Scholar Highlights
The Costs and Benefits of Scientific Research
In 1970, Sister Mary Jucunda, a Catholic nun aiding children in Zambia, wrote Dr. Ernst Stuhlinger, then associate director for science at the Marshall Space Flight Center in Huntsville, Alabama. She questioned how he could, in good conscience, suggest spending billions of dollars on a manned mission to Mars when there is so much misery and squalor here on Earth. Dr. Stuhlinger, deeply touched by her sincere concern, responded with an eloquent essay that has since become an emblem in the pursuit of science.
One of Dr. Stuhlinger’s arguments was based on a compelling parable: In a small town in Renaissance Germany, a count shared a large portion of his income with the often plague-ravaged poor. One day, he met a man who worked in his laboratory in his scant free time during the evenings, grinding lenses and building optical gadgets. The count, fascinated by this man’s work, invited him into his homestead where he would be able to devote all his time to the development and perfection of his contraptions — much to the dissatisfaction of the townspeople, who felt that the count’s wealth deserved better use than this man’s useless hobby. Later, of course, his hobby, along with work done by others, would eventually herald an exceedingly useful device: the microscope.
The great irony, Dr. Stuhlinger argued, was that even if the count had donated his every Thaler to the blight-stricken poor, he would not have helped save as many people from disease as he did by contributing a small portion to something of no immediate apparent benefit.
Fast forward 400 years. At the European Organization for Nuclear Research, or CERN, situated on the Franco-Swiss border, the largest machine ever constructed was built in a 27-kilometer-long underground tunnel. The titanic forces produced by the Large Hadron Collider’s superconducting magnets help scientists understand how unimaginably tiny particles interact through the most incredibly delicate forces. Disconnected from everyday reality as it may seem, the same technology that allows physicists to peer into the labyrinthine clockwork of the cosmos can empower next generation medical scanners to improve early cancer detection. Twenty petabytes of data generated each year in experiments demand extremely high performance computing frameworks that researchers in other fields may now take advantage of, from weather forecasting to protein folding. And the unprecedented level of international cooperation involved in the €7.5 billion project is the perfect counterpoint to typical diplomatic egotism and mistrust.

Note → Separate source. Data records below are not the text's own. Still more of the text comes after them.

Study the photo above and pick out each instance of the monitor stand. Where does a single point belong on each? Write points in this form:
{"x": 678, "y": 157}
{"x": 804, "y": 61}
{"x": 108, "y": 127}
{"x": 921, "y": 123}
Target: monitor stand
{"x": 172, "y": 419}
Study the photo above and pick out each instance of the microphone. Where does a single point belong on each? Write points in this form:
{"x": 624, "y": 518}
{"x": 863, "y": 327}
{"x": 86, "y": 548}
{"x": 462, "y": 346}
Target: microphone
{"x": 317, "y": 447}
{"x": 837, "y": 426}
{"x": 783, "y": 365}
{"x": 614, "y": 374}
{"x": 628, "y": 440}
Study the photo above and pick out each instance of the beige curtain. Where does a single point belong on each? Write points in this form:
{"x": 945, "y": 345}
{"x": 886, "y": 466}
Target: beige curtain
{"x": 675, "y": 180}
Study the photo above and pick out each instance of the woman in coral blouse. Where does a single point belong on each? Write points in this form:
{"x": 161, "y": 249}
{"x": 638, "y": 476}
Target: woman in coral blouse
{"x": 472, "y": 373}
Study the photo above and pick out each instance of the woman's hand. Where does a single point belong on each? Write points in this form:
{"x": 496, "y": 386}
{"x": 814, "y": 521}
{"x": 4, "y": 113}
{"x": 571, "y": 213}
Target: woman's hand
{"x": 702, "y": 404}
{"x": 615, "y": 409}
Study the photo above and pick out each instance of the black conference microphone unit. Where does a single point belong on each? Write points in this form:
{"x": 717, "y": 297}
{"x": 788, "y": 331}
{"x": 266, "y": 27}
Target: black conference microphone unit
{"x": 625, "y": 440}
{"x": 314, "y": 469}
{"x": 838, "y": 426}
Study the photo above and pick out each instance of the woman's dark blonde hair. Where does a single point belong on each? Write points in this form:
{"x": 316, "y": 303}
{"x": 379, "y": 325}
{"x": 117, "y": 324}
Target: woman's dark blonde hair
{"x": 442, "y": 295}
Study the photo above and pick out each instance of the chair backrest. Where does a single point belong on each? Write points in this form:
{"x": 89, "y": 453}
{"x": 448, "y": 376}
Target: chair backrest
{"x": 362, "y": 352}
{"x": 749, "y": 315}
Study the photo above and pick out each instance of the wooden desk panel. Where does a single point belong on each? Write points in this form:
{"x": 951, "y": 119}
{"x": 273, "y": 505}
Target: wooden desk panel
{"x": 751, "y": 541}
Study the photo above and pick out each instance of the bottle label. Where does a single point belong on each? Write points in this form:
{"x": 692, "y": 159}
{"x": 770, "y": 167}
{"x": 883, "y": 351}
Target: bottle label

Nevertheless, in the United States science as a whole is being jeopardized by indiscriminate budget cuts as a response to a soaring government budget deficit. As policy makers pull the national economy’s proverbial parking brake in an effort to allay government fiscal irresponsibility, expenses viewed as “discretionary” are not spared the harsher slashes of the scythe. Irrespective of other adverse effects in the United States economy, (perversely, sequestration will likely increase debt) the damage to science will be profound. When funding through government grants becomes scarce, established scientists will have much easier access to the cookie jar than neophytes, aggravating the already harmful competitiveness of the academic job market and driving young, talented brains away from scientific inquiry into more lucrative endeavors.
Each year, as $20 trillion of revenue are generated worldwide in a digital economy whose infrastructure is partly founded on a constellation of more than 8,000 satellites, few doubts should remain about the worth of the now nearly six-decades-old space program. Far from being an accident, it still holds true that even the most arcane branches of science yield prompt applications in a wide variety of fields and reap rewards orders of magnitude above the initial expenditure. Today, these amount to less than 2 percent of the federal budget, comparable to the Department of Homeland Security alone. Even though science’s payouts typically overstep the schedule of quarterly reports (or, for that matter, political representation), how many traditional investment options can claim the same?
Leandro Medina deOlivera is in the McDonnell International Scholars Academy at Washington University in St. Louis. He received his computer engineering degree in 2011 from State University of Campinas in Campinas, Brazil. He is currently a PhD candidate in the Department of Computer Science & Engineering in Washington University’s School of Engineering & Applied Science.